What do you do when your orchestra has voted to take two sets of cuts within a five-month period—the first “voluntary” and the other under the threat of bankruptcy—resulting in an ensemble full of frustrated and angry members? How do you convince volunteers to serve on an orchestra committee that may engage in conversations about further possible cuts? In the case of the few remaining musicians on the Baltimore Symphony Orchestra Committee, you call in Bruce Ridge, chair of the International Conference of Symphony and Opera Musicians, for a site visit.
The decision to have Bruce come to Baltimore was a good one. He flew into Baltimore on Sunday, September 27, 2009. After lots of listening, many questions, and a few suggestions, Bruce departed on Tuesday afternoon leaving behind a revitalized and more engaged collection of musicians. Maybe we musicians are no more united in how to meet the future demands of our board than we were before his visit, but after Bruce’s visit we were able to fill all seven positions on our orchestra committee, and those people have hit the ground running to get clear about our orchestra’s priorities for the future. Bruce brought together a diverse group of musicians who respectfully and passionately shared our sorrows over the possible loss of our collective dream of continued growth as a major orchestra.
Our new orchestra committee has decided to use co-chairs this season, Laurie Sokoloff and Robert Barney, both of whom had something to say about Bruce’s visit to Baltimore. Following Bruce’s visit, Bob wrote: “It is too early to say which direction we will be going in Baltimore, but I think Bruce may have helped to plant a seed that can grow into something big. The most heartening moment of his visit for me was when I came late to a well-attended orchestra meeting he was leading that was already two hours long and still going strong. I started feeling like we still have the spirit we need in Baltimore, and for what it’s worth, this helped me decide to take the plunge back into committee work. Thanks, Bruce! Wish I had picked your brain more while you were here.”

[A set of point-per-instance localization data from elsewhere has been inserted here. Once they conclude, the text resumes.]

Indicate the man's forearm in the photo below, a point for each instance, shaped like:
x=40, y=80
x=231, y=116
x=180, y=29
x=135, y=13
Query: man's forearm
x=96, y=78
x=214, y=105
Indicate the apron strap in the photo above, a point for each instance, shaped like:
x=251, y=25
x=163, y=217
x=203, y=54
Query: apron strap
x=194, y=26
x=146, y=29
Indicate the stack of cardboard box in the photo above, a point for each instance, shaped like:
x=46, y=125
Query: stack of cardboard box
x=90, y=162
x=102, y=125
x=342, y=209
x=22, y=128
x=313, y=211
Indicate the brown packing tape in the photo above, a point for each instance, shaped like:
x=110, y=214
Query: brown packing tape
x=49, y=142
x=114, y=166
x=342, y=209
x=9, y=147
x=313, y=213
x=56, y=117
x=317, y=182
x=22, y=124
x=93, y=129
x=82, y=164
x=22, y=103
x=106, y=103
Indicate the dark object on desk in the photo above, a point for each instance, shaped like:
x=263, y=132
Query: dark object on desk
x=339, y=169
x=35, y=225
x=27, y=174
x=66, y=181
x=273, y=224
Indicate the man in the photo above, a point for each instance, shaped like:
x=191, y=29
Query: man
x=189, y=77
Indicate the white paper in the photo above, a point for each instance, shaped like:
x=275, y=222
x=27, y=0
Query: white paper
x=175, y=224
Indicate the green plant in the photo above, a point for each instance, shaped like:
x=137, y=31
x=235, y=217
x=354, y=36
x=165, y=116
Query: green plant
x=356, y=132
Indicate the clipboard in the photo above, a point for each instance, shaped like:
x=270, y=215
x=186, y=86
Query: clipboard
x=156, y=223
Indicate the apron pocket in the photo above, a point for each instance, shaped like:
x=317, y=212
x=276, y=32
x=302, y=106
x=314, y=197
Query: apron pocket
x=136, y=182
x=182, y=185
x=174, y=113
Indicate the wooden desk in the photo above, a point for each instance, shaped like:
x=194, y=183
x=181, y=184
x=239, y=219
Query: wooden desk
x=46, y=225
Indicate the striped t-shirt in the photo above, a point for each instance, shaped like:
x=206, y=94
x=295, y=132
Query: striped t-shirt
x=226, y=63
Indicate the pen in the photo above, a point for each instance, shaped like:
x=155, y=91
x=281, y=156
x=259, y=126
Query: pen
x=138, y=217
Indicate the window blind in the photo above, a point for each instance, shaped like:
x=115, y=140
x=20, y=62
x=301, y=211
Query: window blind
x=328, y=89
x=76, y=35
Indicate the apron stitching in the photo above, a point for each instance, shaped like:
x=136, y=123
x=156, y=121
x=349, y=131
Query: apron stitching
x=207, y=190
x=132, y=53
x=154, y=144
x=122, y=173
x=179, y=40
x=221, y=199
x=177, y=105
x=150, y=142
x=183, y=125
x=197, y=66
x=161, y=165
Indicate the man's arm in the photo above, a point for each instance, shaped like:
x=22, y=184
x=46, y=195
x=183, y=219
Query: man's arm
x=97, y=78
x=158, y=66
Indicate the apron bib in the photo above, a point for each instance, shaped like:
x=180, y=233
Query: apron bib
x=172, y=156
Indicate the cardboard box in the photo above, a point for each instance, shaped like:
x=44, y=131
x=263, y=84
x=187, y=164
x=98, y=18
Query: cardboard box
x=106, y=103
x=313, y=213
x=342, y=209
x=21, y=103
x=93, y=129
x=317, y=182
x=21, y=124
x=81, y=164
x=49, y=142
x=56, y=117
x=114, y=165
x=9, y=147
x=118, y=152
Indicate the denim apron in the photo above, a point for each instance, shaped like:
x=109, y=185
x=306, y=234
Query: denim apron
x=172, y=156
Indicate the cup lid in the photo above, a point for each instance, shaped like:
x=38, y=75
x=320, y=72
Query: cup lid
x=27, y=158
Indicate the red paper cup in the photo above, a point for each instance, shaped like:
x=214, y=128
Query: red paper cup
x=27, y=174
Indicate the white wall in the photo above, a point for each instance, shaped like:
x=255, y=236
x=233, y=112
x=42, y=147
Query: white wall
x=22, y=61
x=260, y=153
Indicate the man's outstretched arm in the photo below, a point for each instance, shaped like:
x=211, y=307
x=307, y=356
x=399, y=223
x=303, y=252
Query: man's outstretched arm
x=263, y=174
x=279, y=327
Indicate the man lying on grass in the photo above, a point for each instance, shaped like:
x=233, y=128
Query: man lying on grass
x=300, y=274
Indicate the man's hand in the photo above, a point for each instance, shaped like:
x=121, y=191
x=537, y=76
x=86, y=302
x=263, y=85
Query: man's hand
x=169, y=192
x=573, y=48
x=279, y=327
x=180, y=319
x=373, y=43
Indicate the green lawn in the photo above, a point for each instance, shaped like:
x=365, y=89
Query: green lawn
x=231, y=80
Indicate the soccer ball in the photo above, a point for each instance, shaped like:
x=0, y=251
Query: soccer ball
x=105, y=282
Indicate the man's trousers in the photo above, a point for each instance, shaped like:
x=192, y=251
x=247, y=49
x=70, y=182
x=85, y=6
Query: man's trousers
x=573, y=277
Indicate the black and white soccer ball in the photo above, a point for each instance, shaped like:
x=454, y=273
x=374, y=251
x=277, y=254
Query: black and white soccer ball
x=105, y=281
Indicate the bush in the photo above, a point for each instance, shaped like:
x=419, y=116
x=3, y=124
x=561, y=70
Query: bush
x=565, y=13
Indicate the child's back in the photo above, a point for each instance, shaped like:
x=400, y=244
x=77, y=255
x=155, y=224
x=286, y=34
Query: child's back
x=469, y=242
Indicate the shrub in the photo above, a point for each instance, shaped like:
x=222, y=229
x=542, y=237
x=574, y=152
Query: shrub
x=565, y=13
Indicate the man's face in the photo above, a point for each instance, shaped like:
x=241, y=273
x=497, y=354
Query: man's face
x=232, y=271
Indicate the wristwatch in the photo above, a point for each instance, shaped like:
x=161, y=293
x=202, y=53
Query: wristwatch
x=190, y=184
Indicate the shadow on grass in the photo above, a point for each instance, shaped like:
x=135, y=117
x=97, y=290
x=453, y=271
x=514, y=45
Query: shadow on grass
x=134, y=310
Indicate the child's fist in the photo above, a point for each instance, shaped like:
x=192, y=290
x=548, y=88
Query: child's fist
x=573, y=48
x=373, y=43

Laurie added: “It was an extreme pleasure to meet and get to know Bruce. As a co-chair with only one year’s previous committee experience, I appreciated the chance to learn from his experience and counsel. Bruce obviously enjoys his work, and it was heartening to see the orchestra respond so positively to his enthusiasm and spirit. I really enjoyed my time with him, and it was evident the orchestra did as well. Even after last summer’s demoralizing negotiations, Bruce was able to get us to see the opportunities that exist here. I applaud Bruce and ICSOM’s generous support in providing these services. Thank you!”
During his time in Baltimore, the ICSOM chair met with small groups of musicians at a player’s home, at a local watering hole, and at a well-attended orchestra meeting. And in order for Bruce to have a better understanding of the Baltimore musicians’ situation, Bruce also met with our president/CEO and a member of our board of directors. Bruce also got to hear the orchestra in rehearsal, which, Bruce says, is a highlight of every site visit he makes.
For many musicians, it was the first real, live, and meaningful encounter with ICSOM beyond receiving Senza Sordinos, the annual directory, and annual post-conference reports. Before discussing Baltimore’s issues at the orchestra meeting, Bruce educated our membership about the problems ICSOM and the other AFM player conferences are having with our national union and its leadership. He invited all musicians to subscribe to Orchestra-L to stay knowledgeable about industry issues. And Bruce asked the Baltimore musicians to support Americans for the Arts, an organization that ICSOM believes does a superior job of advocacy for the arts and our profession.
One of the messages Bruce delivered to the Baltimore musicians was that we should commit not only to playing our best musically onstage, but also to delivering the most positive messages to our community about who we are and what we stand for while offstage. If our non-musician leadership is unable or unwilling to be advocates for the orchestra in our community, then we must. Ultimately, it is our jobs that are on the line.